That isn’t the only change. Child care providers always have strict cleaning procedures, but Lukasiewicz says she is sanitizing everything even more than she normally would. “We are cognizant of every single person we come in contact with and everyone the child’s parents may have come in contact with.”
Recognizing things were changing abruptly for providers, the Kent Child Care Crisis Response Team was formed on March 20. The purpose of this team is to coordinate efforts and align activities that support Kent County child care providers and families who work in essential industries and need child care during this time. The team includes representatives from Vibrant Futures, ELNC, First Steps Kent, Great Start Collaborative, Great Start to Quality, Head Start for Kent County, KConnect, Kent County Shared Services Alliance Project, Kent ISD, and Talent 2025.
The crisis response team got to work immediately to determine which child care centers and in-home providers were staying open and how many kids they could accept. In many cases, providers have welcomed new children who were typically in school all day or whose regular care had closed. The Kent County Shared Services Alliance Project helped secure a bulk order of basic goods – cleaning supplies, paper products, and food staples – to deliver to child care providers who were running low.
Providers not caring for the children of essential workers have closed. Those that are still open typically have far fewer kids than normal. Some parents, who are in the financial position to do so, are voluntarily paying their child care providers to help protect their livelihoods. Many families are not able to do that.
“The loss of income and concern about the future is weighing heavily on the industry now more than ever,” said Kristen Sobolewski, Shared Services Alliance Project Manager at First Steps Kent. “Child care providers are always essential, whether we are in crisis or not. In the past ten years, we’ve already experienced child care providers close their business at a rapid rate due to inequities in the child care system.

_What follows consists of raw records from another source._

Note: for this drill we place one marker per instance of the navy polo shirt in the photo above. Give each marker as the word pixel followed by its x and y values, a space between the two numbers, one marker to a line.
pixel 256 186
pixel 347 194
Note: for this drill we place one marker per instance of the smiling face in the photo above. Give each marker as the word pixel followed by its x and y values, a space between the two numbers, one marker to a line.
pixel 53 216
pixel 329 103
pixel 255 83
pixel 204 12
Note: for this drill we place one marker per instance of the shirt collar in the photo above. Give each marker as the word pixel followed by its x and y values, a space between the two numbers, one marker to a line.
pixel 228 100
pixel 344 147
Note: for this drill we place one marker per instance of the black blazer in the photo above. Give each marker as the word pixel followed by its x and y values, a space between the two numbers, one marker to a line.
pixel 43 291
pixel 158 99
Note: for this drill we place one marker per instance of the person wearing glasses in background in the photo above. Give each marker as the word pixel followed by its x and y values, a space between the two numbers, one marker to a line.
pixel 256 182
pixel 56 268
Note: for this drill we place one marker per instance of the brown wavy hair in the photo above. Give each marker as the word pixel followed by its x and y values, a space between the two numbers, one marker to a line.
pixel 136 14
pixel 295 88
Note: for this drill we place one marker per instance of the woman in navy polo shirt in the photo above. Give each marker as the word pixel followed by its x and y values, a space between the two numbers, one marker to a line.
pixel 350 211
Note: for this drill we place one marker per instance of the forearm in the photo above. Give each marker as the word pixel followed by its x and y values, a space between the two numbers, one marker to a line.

We are working collaboratively to ensure our community has this essential service now and well into the future.”
There are still unanswered questions about which providers are eligible for unemployment and what other financial assistance may be available for both in-home and center-based child care businesses.
As all that is sorted out, Lukasiewicz wants to express her gratitude to everyone supporting child care workers during this crisis. Her message is one we hear a lot these days: “Stay home, stay safe, and stay healthy.”